Poverty--defined by the Centers for Disease Control and Prevention as a condition in which "a person or group of people lack human needs because they cannot afford them"--can pose myriad of challenges to a person's health. And with nearly 40 percent of the U.S. population meeting criteria to be considered "low-income," physicians must take special care to support such patients in a way that improves health outcomes, according to a new position paper from the American Academy of Family Physicians.
"Caring for a patient of limited material means requires sensitivity to and understanding of the patient's specific challenging circumstances in order to design a treatment plan that is achievable and sustainable," wrote authors Patricia Czapp, M.D., and Kevin Kovach. "Such an approach requires a culturally proficient medical home and a well resourced medical neighborhood that supplies readily accessible solutions."
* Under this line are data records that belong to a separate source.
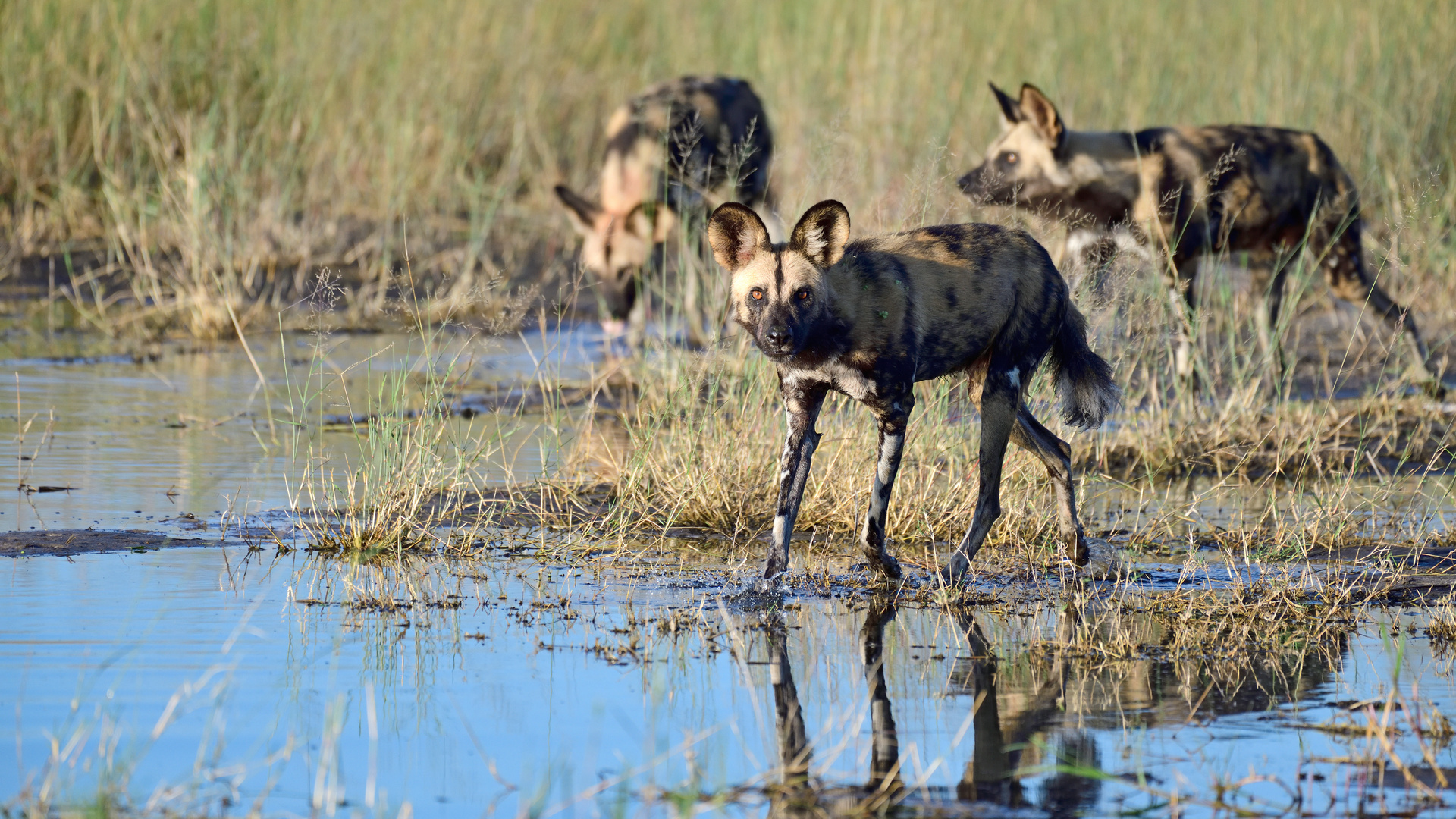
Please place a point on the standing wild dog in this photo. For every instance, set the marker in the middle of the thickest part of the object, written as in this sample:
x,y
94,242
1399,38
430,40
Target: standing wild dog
x,y
669,149
1266,193
874,316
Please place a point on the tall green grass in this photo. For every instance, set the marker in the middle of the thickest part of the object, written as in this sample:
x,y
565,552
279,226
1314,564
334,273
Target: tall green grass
x,y
218,153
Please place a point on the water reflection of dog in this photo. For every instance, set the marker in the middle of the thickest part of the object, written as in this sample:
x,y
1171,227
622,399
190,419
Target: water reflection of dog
x,y
990,776
797,796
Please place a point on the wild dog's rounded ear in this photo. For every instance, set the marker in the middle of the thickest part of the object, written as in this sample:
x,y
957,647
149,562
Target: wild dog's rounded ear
x,y
582,213
1041,112
821,234
1011,110
651,222
737,235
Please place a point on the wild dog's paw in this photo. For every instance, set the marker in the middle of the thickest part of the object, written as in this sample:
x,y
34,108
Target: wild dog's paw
x,y
954,572
889,567
1103,561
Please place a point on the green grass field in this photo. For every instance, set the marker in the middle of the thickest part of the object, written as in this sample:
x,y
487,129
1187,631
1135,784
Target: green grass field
x,y
231,149
194,165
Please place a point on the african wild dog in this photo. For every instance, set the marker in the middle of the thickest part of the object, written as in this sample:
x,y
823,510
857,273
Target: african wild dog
x,y
673,148
1264,193
874,316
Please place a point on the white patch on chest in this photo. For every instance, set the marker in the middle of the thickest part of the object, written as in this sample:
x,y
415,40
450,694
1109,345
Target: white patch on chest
x,y
848,381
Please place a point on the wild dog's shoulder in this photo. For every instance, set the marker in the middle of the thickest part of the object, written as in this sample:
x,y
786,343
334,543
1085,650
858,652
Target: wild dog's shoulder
x,y
954,243
1264,142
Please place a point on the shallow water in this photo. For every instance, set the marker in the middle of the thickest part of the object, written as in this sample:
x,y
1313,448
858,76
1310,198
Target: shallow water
x,y
204,676
194,679
147,444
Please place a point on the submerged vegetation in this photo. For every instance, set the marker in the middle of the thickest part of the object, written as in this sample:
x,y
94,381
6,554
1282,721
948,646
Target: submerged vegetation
x,y
275,174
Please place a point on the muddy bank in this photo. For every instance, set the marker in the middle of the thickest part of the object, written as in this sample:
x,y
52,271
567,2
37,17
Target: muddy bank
x,y
66,542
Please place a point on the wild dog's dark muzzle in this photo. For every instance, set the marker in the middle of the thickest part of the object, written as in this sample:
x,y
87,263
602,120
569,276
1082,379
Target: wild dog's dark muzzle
x,y
777,340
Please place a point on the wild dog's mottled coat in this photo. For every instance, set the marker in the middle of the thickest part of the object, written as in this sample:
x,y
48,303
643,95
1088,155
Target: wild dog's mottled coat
x,y
1261,191
873,316
669,150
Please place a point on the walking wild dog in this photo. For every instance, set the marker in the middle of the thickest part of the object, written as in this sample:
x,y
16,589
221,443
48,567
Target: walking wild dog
x,y
669,149
874,316
1264,193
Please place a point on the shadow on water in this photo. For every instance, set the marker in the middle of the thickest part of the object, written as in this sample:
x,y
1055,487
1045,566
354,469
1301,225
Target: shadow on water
x,y
1034,716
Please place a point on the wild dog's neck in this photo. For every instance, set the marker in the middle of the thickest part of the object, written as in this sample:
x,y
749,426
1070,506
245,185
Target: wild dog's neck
x,y
832,334
1101,177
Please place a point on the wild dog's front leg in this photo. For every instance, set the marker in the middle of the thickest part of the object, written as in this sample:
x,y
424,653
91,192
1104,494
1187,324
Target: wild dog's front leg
x,y
893,422
999,401
802,404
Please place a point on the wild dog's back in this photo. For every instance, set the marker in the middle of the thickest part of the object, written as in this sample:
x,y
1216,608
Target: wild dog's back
x,y
714,131
940,297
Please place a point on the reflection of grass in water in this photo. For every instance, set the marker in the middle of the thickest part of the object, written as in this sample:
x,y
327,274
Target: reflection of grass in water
x,y
414,465
695,447
216,161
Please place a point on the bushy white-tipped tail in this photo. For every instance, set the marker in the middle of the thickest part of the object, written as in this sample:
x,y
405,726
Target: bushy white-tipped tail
x,y
1084,379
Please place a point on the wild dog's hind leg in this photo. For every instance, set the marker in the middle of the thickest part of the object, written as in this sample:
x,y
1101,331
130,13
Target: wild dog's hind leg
x,y
999,400
1350,279
1056,453
1267,273
1184,299
801,403
893,419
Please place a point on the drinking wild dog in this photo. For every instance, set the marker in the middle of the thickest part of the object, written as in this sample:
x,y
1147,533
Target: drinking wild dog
x,y
1258,191
674,148
871,318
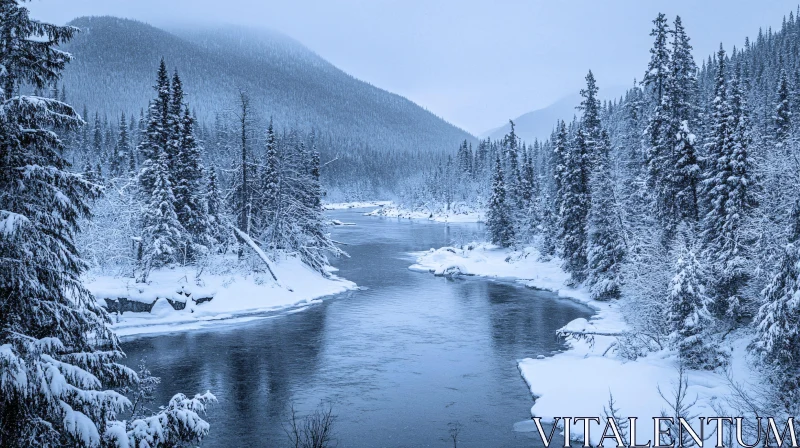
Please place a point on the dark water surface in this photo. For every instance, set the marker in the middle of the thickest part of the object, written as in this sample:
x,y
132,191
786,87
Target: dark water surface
x,y
400,360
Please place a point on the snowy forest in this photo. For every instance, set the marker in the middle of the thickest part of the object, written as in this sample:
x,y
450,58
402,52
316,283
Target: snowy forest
x,y
679,200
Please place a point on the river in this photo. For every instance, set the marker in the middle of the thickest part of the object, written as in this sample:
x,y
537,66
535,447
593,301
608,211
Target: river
x,y
401,361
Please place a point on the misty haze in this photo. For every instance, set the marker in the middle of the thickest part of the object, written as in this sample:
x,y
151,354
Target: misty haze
x,y
398,224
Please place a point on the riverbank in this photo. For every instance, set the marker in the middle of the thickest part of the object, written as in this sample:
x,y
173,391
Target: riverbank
x,y
580,380
458,213
188,298
355,204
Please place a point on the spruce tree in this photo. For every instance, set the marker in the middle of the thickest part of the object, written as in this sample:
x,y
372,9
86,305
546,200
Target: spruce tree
x,y
215,209
122,156
498,216
729,194
156,134
682,169
687,313
189,203
58,356
163,236
777,322
270,180
783,113
606,245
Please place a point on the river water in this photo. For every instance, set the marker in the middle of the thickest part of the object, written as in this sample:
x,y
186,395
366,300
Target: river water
x,y
401,361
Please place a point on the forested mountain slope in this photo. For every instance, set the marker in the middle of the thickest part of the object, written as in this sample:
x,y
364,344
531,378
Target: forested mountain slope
x,y
115,59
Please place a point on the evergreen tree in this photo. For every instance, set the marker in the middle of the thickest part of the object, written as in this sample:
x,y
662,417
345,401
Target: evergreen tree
x,y
783,112
680,200
559,163
189,203
122,154
215,209
687,313
498,219
58,355
777,322
163,236
174,124
270,179
514,176
156,133
606,246
97,138
729,193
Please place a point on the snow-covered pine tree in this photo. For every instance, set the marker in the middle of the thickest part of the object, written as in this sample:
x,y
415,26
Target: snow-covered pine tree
x,y
245,170
163,237
606,246
175,124
590,119
575,206
190,205
514,176
97,139
155,137
270,181
777,324
559,163
57,353
498,215
576,192
682,170
122,156
687,313
218,228
133,159
659,141
728,190
783,113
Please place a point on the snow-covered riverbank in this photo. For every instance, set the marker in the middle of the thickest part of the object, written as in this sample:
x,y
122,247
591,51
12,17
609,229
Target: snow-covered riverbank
x,y
234,296
459,213
578,382
355,204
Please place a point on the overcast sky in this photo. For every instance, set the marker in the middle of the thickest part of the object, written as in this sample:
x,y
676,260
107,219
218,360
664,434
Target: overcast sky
x,y
475,63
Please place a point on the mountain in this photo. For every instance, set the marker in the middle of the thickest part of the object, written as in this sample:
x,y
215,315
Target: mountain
x,y
539,123
116,60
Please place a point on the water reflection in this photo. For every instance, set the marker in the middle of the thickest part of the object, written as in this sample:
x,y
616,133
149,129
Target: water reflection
x,y
399,360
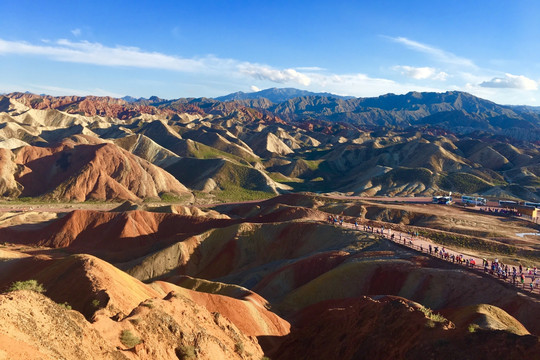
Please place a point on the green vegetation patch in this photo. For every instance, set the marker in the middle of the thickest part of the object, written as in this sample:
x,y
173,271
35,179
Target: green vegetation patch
x,y
238,193
403,176
468,242
31,285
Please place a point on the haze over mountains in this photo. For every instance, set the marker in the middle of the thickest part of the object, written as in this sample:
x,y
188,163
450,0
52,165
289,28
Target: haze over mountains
x,y
170,274
272,141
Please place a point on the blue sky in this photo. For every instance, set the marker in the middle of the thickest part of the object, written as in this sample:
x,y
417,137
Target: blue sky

The paper offered the following practical recommendations for physicians to incorporate such solutions into their practice workflows:
- Leverage coordinated, team-based care to help patients catch disease earlier in order to avoid costly complications and hospital-based care.
- Avoid judging patients who miss appointments or follow instructions incorrectly as "noncompliant" and have team members investigate and help address root problems such as lack of transportation, inflexible employers, poor literacy or other issues prevalent among low-income populations.
- Ask simple questions, such as, "Do you (ever) have difficulty making ends meet at the end of the month?" to start the conversation about socioeconomic obstacles to care.
- Create a prioritized, realistic, contextualized plan of care, recognizing that the "best" medication for a low-income patient is the one that the patient can afford and self-administer reliably.
- Help orient the newly insured. "For the novice, this can be a humiliating and bewildering process to navigate, and it is so important that we and our staff react with compassion and understanding to help the newly insured learn what it means to be a patient within a medical home," Czapp told AAFP News. "If we don't do this, they will revert to their previous pattern of behavior of using the emergency department, because that's the (only but inappropriate) medical home they know."